Slides were evaluated and documented using a PreciPoint O8 Scanning Microsocope, Olympus BX61VS Virtual Slide System Axioskop (Zeiss, Oberkochen, Germany), or an Olympus BX61 microscope with an attached Retiga 400 R camera (Olympus, Melville, NY, USA) and integrated CellSens imaging software (Olympus, Melville, NY, USA).
RNA extraction and small RNA sequencing
RNA from snap-frozen testicular tissues of three controls with full spermatogenesis and infertile men with biallelic variants in PIWIL1 (M2006), TDRD1 (M1648), TDRD12 (M2317, M2595) and FKBP6 (M2546, M2548) was extracted using Direct-zol RNA Microprep kit (Zymo Research, Cat. #R2062). The quantity and quality of the isolated RNA were assessed with Qubit RNA High Sensitivity kit (Invitrogen, Cat. #Q32852) and Agilent RNA Nano kit (Agilent, Cat. #55067-1512), respectively.

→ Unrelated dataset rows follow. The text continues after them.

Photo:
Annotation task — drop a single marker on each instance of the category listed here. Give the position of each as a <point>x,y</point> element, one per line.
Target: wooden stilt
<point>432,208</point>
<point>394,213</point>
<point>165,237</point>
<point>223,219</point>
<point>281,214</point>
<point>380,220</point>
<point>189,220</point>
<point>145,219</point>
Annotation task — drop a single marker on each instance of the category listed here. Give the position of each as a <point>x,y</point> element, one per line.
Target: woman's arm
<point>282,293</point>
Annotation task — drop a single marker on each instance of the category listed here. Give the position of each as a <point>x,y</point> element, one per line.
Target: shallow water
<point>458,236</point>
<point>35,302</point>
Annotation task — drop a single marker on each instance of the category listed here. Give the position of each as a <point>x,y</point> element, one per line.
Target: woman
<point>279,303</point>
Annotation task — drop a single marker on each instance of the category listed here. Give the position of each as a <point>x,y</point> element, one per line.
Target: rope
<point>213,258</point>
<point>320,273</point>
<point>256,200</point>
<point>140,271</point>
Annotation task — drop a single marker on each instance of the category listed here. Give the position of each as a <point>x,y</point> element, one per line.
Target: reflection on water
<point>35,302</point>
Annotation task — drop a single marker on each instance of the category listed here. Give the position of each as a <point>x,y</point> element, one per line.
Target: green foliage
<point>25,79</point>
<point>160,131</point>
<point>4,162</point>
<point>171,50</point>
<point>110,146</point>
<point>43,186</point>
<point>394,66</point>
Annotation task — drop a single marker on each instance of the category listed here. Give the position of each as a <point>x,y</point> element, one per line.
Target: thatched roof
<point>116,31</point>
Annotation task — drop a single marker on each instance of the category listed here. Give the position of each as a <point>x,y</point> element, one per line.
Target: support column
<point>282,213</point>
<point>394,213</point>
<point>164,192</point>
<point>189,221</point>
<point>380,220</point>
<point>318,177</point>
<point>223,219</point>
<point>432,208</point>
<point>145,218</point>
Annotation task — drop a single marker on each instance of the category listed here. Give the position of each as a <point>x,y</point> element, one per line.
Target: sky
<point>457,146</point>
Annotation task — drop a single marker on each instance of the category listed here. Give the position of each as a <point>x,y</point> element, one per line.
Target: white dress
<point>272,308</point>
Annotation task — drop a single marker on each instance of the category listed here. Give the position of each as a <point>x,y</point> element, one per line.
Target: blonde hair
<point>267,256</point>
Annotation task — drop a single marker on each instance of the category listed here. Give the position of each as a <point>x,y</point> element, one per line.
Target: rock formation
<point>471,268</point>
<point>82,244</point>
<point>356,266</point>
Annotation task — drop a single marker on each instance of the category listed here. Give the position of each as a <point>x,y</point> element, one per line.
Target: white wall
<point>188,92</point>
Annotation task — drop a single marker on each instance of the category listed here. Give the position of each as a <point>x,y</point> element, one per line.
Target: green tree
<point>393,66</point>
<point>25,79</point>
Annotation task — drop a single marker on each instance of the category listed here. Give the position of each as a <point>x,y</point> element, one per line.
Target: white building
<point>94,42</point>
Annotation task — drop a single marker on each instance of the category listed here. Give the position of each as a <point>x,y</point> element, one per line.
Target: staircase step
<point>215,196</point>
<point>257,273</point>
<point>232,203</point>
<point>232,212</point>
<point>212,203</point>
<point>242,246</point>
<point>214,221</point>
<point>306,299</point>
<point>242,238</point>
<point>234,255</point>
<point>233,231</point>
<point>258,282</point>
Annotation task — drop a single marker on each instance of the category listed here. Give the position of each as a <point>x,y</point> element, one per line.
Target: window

300 ng of total RNA was used for small RNA library preparation using NEXTflex Small RNA-Seq Kit v3 (PerkinElmer, Cat. #NOVA-5132-05). In addition to the manufacturer’s protocol, a spike-in mix of 0.05 ng 5′P-cel-miR-39-3p-3′-OH and 0.05 ng 5′P-ath-159a-3′-2-OMe was added at the initial library preparation step, to check for technical errors at library preparation and sequencing steps. Sequencing was carried out at the OHSU Massively Parallel Sequencing Shared Resource facilities on Illumina NovaSeq 6000 S4 2x100 flow cell. For RNA-seq data processing and piRNA annotation sequencing reads were trimmed with Cutadapt (v.#3.0) according to instructions provided by CATS small RNAseq kit protocol (Diagenode, Cat. #C05010040, Doc. # v.2 I 09.17) or NEXTflex Small RNA-Seq Kit protocol (PerkinElmer, Cat. #NOVA-5132-05, Doc. # v.V19.01). Next, trimmed reads were aligned to reference genome (GRCh37) with Bowtie (v.#1.0.1)71 allowing only perfect matches, discarded miRNAs by selecting reads between 25 and 45 bases, and re-aligned to GRCh37 allowing one mismatch. Finally, known small non-coding RNAs, other than piRNAs, were removed from the dataset using DASHRv2 (v.#v2)72 and the remaining piRNA sequences were intersected with known piRNA loci detected in human adult testis3. For statistical analysis data from small RNA-seq experiments were evaluated using SciPy (ver.: 1.8.0) packages73. Shapiro-Wilk test for normality of the data and Student’s T-test for expression changes in piRNA quantities of different lengths were used.